Me pide que le cuente más de mí y yo empiezo por lo básico. Nombre, edad, trabajo, el máster que empiezo este año. Escritura creativa.
—Me gustan las cosas creativas –le digo.
—¿Sabes pintar?
—Sí.
—¿Pintar con acuarelas?
—Sí. He visto que tienes aquí papel de acuarelas –le digo, señalando el cuaderno que hay debajo del cristal de la mesa del café.
Me dice que quiere aprender a pintar con acuarelas y que no le sale. Me pregunta si le puedo enseñar. Yo le digo que sí, encantada, y abro mi mochila para enseñarle mi libreta, que uso de agenda personalizada, y donde suelo pintar con acuarelas.
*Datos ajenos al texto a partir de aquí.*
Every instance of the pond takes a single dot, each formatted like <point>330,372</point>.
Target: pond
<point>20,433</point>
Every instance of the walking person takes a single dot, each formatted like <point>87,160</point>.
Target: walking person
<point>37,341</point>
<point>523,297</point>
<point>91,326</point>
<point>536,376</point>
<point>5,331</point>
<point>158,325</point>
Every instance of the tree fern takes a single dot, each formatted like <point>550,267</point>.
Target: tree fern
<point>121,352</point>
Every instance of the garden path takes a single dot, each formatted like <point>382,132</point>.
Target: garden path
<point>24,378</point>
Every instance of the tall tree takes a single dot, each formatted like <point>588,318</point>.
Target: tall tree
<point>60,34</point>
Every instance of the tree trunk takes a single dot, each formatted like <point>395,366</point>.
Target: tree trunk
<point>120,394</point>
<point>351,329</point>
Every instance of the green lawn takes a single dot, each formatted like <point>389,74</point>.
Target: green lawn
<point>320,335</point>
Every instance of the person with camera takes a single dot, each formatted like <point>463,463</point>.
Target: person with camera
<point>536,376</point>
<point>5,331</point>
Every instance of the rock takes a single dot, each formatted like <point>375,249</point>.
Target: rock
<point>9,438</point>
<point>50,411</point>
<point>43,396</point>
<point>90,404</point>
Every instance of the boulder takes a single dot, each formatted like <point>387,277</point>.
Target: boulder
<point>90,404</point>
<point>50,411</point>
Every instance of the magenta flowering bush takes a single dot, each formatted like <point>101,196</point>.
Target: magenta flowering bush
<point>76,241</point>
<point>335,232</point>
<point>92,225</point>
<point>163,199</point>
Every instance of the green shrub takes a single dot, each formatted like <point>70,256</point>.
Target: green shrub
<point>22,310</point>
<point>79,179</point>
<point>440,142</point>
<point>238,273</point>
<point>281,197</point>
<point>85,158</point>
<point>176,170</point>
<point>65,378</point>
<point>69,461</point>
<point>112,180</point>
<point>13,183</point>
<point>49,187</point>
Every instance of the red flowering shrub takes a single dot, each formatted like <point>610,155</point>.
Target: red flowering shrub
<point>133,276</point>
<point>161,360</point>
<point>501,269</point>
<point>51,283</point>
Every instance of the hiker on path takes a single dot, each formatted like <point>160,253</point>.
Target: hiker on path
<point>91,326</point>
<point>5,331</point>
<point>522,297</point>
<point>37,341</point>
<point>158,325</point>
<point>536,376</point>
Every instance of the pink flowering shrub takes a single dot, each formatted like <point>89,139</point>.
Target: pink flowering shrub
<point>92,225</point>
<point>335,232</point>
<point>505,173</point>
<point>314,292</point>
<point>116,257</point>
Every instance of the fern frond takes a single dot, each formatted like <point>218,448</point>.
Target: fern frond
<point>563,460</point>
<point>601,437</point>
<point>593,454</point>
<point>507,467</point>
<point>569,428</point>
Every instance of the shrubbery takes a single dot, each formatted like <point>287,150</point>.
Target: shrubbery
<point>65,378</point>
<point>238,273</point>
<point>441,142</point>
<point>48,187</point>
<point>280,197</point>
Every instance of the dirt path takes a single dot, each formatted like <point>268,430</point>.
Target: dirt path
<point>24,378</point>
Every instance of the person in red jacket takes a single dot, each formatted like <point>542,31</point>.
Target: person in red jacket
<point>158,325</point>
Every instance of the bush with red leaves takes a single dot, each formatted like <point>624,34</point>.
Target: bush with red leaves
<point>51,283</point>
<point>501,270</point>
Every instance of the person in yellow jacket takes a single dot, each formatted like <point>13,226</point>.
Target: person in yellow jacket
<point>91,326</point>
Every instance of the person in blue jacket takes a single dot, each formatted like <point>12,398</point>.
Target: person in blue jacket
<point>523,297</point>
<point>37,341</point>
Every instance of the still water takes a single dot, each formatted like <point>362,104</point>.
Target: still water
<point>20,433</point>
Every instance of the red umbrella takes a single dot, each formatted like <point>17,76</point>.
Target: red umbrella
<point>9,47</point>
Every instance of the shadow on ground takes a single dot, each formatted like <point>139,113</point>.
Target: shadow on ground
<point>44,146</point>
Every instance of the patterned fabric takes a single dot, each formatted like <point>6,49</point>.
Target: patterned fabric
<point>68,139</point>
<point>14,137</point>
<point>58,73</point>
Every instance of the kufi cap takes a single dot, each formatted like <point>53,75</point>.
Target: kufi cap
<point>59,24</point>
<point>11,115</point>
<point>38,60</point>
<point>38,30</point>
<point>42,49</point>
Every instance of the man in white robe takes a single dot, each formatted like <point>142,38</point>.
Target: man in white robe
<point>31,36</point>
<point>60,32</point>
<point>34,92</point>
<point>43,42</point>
Ahora ya nos hemos familiarizado la una con la otra, y llegamos a ese punto en el que puedes hablar y hablar con alguien y no se te acaban los temas, como si os conocierais de toda la vida. Ella es vegetariana y yo vegana. A las dos nos gusta cocinar, pero somos improvisadoras, a ninguna nos gusta seguir las recetas al pie de la letra.
Ella dice que en el piso es la que más cocina. Yo le hablo de mis triunfos recientes. La tortilla de patatas vegana, la mozzarella vegana, el bizcocho que hice para mi cumpleaños. Hablamos algo de la universidad también. En la cafetería de mi facultad no había opciones veganas. Patatas fritas, si eso. Pero una no se puede alimentar a base de eso toda la vida.
Hablamos de lo que estudiamos. Ella me dice que empezó la carrera de ciencias medioambientales, pero no la terminó. Me cuenta que hizo el bachillerato social. Yo le cuento que hice al revés, el científico para luego estudiar una filología.
Compartimos nuestras frustraciones con el sistema educativo. Hay que decidir demasiado pronto, ¿cómo vas a saber con 16 años qué es lo que vas a hacer toda tu vida?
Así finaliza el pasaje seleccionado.